Полицейский наблюдал за тем, как его собеседник отъехал, и спрашивал себя, не стоило ли задержать его. Незачем, решил он. С ума можно сойти, если вытаскивать каждого, кому взбредет в голову наложить на себя руки — тем более, что этот лишь подумывал о самоубийстве. Если же следить за всеми, кому могут прийти в голову подобные мысли, то, пожалуй, и рук не хватит.
Полицейский двинулся назад к своему краю моста. Добравшись до поста, он все же посчитал необходимым оставить несколько пометок о данном случае, а потому вынул из кармана блокнот и карандаш и записал имя — Эдвард Райт. А чтобы лучше запомнить внешность человека, добавил: «Густые брови, жена умерла, собирался прыгнуть».
Психиатр погладил заостренную бородку и посмотрел на лежавшего на кушетке пациента. Значение бороды и кушетки, как он не раз заявлял жене, выходило за пределы простого их дружеского наличия, пациенты видели в нем отдельного индивидуума, некую персонификацию целого общественного института. Жена же бороду ненавидела и подозревала, что кушетку он использует исключительно в амурных целях. Впрочем, она была не так уж и неправа, поскольку ему не однажды приходилось занимать это ложе в паре со своей секретаршей-блондинкой. Он закрыл глаза, восстанавливая в памяти несколько восхитительных эпизодов, участником которых был вместе с Ханной.
Явно нехотя он обратил свой взор на очередного пациента.
— Жизнь уже не в радость, — проговорил мужчина. — Можно сказать, просто влачу существование.
— Все мы живем, проживая день за днем, — невпопад отозвался психиатр.
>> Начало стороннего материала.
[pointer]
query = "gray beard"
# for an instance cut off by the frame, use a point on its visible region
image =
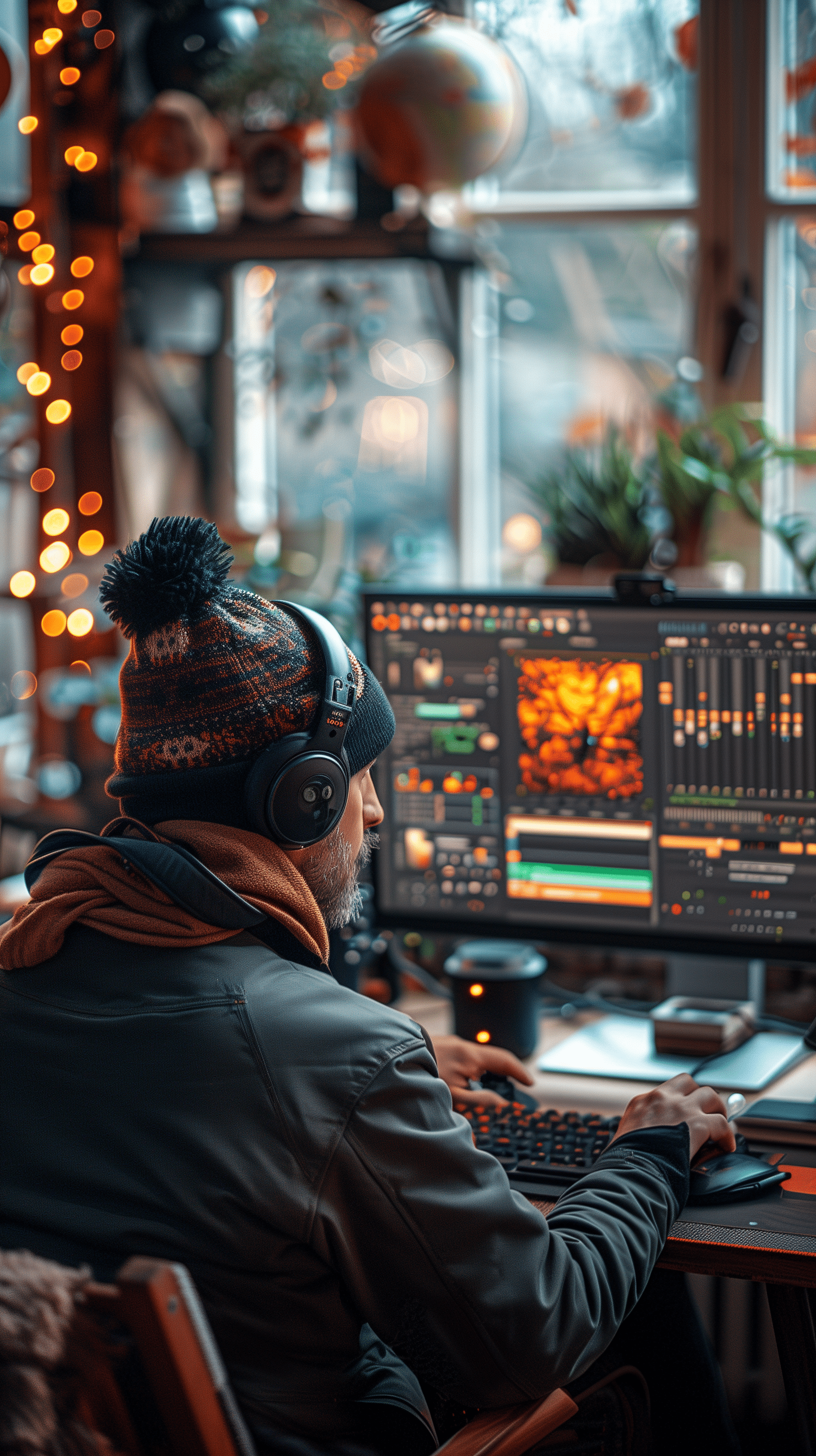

— Но всегда ли это должно превращаться в пытку?
— Нет.
— Вчера вечером я едва не покончил с собой. Нет, позавчера. Я чуть было не прыгнул в реку с моста Морриси.
— И что же?
— Подошел полицейский. Да в общем-то я и не собирался прыгать.
— Почему же?
— Не знаю.
Все было, как обычно — так же бесконечно тянулась беседа врача с пациентом. Доктор уже научился слушать, совершенно не вдумываясь, что-то машинально отвечая, действуя, как и всегда, но даже не вслушиваясь в то, что говорилось ему. «Интересно, — подумал он, — приношу ли я этим людям хоть какую-то пользу? Может быть, им просто нужно выговориться и не хватает только некоей иллюзии слушателя. А вдруг вся моя профессия есть не что иное как игра в интеллектуальную доверительность. Если бы я был священником, — пронеслась и такая тоскливая мысль, — то в минуты потери или колебания веры мог бы пойти к епископу, а у психиатров нет своих епископов. Единственное, чего недостает этой профессии, это демократической иерархии, а классические религии не могли быть организованы таким образом».
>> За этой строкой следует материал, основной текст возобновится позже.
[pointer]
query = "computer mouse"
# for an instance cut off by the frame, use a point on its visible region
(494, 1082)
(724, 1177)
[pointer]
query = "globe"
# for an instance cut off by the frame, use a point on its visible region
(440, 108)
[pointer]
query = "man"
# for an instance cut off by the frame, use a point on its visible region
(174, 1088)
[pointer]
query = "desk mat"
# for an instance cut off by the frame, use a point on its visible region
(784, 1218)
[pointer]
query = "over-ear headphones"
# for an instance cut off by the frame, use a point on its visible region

Тем временем ему рассказывали про сновидения. Почти все его пациенты испытывали наслаждение, излагая ему содержимое своих снов, и это одно было источником безграничного отчаяния для психиатра, который не мог припомнить ни одного собственного. Случалось, он убеждал себя, будто все это лишь повальное притворство, что никаких снов вообще не существует. И потому только с академическим интересом выслушивал этот сон, изредка поглядывая на часы и мечтая о том, чтобы поскорее протекли последние пятьдесят минут. Психиатр знал, что увлечение снами свидетельствует о постепенном снижении интереса к жизни, крепнущем желании покончить с ней, пока что сдерживаемом страхом и моральными запретами. Ему было любопытно, как долго его пациент сможет подавлять в себе губительный соблазн. Он приходил сюда уже три недели, и болезненный процесс лишь усугубился.